Synthetic DNA Fragments Enable Ultra-High-Reproducibility Tracer Tomography for Aquifer Time-Lapse Monitoring

Long-term groundwater management practices such as contaminated site remediation, managed aquifer recharge, and geological carbon storage increasingly rely on time-lapse monitoring to detect temporal changes in aquifer heterogeneity. Yet, distinguishing the temporal evolution of subsurface properties from baseline measurement variability remains a persistent challenge for tracer-based characterization methods. We demonstrate, for the first time, that synthetic DNA Fragments (DNA tracers) enable reproducible tomographic inversion of hydraulic conductivity fields by conducting six replicate experiments (lasting for nearly 2 years) to systematically compare the usefulness of DNA tracers versus traditionally recognized fluorescent dye tracers across three progressive levels: travel-time consistency, inverted K-field coherence, and forward simulation stability.

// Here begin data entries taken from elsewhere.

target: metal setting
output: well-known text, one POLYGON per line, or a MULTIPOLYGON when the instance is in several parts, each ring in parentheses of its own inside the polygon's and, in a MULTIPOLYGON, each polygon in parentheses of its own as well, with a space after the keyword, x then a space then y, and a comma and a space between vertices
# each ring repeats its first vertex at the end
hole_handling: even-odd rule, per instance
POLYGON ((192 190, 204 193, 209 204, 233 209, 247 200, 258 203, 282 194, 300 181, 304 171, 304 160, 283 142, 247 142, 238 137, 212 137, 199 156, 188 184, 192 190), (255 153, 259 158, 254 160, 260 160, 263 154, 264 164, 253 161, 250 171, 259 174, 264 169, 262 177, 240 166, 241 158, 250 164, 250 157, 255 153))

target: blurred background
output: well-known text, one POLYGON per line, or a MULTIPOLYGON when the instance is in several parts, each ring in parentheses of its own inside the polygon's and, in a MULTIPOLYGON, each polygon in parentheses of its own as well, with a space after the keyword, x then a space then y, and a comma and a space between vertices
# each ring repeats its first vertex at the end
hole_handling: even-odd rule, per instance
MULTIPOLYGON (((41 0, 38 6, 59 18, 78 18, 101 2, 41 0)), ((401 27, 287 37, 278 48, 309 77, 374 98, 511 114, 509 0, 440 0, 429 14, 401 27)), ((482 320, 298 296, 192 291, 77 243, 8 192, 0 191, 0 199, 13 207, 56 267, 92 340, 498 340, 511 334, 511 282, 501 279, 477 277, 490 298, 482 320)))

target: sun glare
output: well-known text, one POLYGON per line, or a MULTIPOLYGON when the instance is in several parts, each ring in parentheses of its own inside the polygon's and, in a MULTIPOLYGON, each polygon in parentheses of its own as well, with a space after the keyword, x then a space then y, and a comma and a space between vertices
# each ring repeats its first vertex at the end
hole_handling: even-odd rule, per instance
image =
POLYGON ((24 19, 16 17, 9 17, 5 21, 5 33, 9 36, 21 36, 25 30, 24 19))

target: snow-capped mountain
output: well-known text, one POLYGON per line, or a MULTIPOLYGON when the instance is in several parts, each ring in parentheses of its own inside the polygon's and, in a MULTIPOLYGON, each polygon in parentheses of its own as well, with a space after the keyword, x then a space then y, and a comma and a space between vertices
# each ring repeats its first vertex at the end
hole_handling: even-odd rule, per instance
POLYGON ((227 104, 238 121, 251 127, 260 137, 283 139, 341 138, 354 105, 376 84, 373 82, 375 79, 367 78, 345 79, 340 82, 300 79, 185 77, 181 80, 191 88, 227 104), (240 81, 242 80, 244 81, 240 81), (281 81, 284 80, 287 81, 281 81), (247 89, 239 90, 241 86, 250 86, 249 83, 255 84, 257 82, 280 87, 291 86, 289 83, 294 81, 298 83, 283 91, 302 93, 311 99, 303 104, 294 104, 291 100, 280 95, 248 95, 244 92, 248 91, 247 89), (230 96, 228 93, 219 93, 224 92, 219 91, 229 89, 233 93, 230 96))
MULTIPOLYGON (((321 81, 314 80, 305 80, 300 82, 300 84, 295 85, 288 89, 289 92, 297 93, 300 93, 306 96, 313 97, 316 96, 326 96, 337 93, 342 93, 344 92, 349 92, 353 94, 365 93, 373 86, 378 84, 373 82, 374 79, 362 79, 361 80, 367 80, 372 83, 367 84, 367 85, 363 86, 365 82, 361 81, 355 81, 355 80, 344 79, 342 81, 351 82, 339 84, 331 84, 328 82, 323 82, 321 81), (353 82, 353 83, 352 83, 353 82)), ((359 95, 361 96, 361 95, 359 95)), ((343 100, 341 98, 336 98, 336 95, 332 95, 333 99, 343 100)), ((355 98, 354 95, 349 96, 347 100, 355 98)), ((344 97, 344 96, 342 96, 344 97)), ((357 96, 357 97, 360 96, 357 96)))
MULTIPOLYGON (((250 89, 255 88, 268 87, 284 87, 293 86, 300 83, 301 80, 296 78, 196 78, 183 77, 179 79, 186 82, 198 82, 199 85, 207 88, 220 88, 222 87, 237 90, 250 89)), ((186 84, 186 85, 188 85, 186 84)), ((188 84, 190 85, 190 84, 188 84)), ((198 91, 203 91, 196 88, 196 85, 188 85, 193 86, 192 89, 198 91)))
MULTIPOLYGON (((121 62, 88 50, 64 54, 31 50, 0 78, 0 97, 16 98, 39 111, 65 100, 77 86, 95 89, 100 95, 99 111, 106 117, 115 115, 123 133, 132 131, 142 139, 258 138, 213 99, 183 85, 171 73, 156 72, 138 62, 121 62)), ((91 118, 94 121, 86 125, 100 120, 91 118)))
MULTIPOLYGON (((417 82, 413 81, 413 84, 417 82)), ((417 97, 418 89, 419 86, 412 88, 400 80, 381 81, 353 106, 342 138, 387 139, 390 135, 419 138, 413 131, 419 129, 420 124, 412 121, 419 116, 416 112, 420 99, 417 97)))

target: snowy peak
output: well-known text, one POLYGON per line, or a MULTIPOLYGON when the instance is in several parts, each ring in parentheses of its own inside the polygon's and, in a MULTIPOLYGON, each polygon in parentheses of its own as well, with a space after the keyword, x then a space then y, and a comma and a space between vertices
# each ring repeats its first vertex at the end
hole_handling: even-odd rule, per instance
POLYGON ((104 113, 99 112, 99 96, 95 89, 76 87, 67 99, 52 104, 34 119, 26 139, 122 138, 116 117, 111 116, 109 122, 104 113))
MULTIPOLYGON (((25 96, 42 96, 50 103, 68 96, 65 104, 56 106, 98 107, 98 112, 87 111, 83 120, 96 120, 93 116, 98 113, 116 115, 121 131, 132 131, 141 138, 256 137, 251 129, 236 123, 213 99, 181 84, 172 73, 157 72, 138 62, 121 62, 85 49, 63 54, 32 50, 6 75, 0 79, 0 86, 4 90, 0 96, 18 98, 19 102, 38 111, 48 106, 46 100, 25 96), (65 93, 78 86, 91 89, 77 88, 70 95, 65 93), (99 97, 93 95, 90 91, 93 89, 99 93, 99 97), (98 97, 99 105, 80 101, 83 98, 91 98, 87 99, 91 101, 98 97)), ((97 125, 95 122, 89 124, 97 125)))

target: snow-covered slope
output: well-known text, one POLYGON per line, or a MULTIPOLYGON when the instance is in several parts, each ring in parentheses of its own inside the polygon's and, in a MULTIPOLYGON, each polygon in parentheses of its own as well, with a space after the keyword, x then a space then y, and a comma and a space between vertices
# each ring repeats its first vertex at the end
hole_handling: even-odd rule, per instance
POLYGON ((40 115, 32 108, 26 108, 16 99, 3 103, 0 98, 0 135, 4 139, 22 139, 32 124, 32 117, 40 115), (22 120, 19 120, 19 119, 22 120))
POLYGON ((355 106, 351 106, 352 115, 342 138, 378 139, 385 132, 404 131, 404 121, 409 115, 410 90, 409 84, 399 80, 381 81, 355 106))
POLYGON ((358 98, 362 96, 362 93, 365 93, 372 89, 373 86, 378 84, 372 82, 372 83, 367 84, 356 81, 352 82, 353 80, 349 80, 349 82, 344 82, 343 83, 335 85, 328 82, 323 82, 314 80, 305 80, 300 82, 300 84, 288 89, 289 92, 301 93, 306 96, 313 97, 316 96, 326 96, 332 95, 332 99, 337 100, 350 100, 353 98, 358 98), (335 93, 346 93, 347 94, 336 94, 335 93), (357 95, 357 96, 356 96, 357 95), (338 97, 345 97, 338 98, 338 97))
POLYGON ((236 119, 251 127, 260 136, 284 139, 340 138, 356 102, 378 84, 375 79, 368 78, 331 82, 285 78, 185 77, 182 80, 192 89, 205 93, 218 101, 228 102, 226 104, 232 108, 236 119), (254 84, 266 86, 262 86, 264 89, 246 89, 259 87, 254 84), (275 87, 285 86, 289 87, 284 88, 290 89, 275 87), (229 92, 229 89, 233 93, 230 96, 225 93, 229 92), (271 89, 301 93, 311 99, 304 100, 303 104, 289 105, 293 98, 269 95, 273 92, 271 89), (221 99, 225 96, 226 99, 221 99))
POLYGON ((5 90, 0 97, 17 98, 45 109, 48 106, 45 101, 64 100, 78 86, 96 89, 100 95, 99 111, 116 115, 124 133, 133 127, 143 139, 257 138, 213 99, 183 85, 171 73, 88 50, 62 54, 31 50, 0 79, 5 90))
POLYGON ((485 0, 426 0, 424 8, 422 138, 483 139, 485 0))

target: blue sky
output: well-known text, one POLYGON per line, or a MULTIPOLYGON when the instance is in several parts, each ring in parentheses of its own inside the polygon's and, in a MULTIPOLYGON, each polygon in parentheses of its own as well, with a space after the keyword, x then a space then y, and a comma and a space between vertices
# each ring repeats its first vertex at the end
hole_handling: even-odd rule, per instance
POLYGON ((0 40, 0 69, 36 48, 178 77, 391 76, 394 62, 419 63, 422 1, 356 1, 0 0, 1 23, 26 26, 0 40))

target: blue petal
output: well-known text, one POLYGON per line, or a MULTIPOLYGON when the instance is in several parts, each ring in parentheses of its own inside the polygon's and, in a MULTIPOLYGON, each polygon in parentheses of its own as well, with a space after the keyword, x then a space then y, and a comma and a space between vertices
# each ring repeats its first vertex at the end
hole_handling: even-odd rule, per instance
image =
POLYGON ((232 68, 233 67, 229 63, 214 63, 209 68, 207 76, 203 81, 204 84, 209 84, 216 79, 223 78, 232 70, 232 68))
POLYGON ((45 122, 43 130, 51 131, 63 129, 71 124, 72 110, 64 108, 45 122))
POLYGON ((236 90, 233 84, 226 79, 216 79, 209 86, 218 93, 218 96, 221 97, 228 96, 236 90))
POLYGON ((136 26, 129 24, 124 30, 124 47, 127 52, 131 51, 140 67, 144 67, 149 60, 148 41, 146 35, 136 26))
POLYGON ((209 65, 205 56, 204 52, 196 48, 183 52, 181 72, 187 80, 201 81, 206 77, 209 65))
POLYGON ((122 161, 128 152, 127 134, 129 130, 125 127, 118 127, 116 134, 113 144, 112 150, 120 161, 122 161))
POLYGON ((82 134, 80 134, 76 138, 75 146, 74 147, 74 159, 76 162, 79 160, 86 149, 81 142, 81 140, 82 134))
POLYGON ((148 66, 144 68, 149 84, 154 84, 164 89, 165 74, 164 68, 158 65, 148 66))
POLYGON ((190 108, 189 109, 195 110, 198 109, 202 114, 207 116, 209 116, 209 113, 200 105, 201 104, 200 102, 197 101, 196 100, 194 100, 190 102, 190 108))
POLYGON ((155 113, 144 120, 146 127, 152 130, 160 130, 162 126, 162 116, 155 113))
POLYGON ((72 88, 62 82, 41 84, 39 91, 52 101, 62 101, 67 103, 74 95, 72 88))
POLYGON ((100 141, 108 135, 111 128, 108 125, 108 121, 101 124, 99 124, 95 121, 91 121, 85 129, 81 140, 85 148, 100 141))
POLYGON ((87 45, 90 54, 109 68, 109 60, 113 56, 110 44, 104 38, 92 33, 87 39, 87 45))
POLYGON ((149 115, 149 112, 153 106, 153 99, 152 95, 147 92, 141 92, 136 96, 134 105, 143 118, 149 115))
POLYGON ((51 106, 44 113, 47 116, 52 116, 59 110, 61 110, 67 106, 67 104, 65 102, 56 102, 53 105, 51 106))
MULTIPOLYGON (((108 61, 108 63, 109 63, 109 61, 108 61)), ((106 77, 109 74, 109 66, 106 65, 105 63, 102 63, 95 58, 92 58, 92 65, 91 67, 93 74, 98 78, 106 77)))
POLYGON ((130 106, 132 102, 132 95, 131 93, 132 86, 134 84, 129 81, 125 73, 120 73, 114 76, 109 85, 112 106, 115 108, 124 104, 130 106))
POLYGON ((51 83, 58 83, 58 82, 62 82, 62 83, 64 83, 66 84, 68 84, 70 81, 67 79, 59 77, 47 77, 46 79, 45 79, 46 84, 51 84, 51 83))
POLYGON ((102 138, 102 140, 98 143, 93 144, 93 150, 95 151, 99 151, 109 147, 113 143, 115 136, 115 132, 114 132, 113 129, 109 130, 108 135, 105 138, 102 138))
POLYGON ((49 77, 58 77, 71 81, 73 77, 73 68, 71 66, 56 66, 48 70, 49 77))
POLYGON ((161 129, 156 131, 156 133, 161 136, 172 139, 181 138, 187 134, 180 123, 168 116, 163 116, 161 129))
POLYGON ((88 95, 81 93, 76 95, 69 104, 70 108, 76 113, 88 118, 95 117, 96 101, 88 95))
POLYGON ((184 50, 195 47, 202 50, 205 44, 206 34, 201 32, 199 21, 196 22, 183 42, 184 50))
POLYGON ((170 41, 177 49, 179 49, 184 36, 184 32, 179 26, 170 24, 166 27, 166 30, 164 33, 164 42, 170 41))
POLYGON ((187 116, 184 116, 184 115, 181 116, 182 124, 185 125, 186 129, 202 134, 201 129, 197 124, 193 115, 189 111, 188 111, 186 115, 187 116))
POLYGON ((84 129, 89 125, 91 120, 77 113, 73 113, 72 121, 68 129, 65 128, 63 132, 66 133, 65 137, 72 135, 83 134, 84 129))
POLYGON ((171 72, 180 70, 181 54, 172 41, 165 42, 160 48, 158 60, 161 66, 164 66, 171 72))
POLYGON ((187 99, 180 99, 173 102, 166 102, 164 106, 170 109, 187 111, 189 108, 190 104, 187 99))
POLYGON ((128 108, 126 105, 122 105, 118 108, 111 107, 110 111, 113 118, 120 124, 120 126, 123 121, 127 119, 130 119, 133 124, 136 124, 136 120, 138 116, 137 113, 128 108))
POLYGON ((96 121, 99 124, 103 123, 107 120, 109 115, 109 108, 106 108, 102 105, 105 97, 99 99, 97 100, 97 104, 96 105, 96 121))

DNA tracers exhibited ultra-high reproducibility at all levels: travel-time deviations clustered tightly (interquartile range, IQR=0.12 vs. 0.25 for dyes), inverted K fields showed moderate-to-strong correlations (R²=0.32–0.86 vs. 0.02–0.52 for dyes), and predicted hydraulic heads maintained high consistency (R²=0.92–0.98 vs. 0.73–0.91 for dyes). This advantage arises from the physicochemical properties of DNA tracers and their sequence-specific quantitation via qPCR, which significantly reduces background interference and transport-related artifacts. These findings position DNA tracers as robust, reproducible benchmarks for time-lapse aquifer monitoring, addressing a critical gap in tracer-tomography-based dynamic groundwater characterization and enabling more reliable interpretation of subsurface changes during long-term environmental interventions.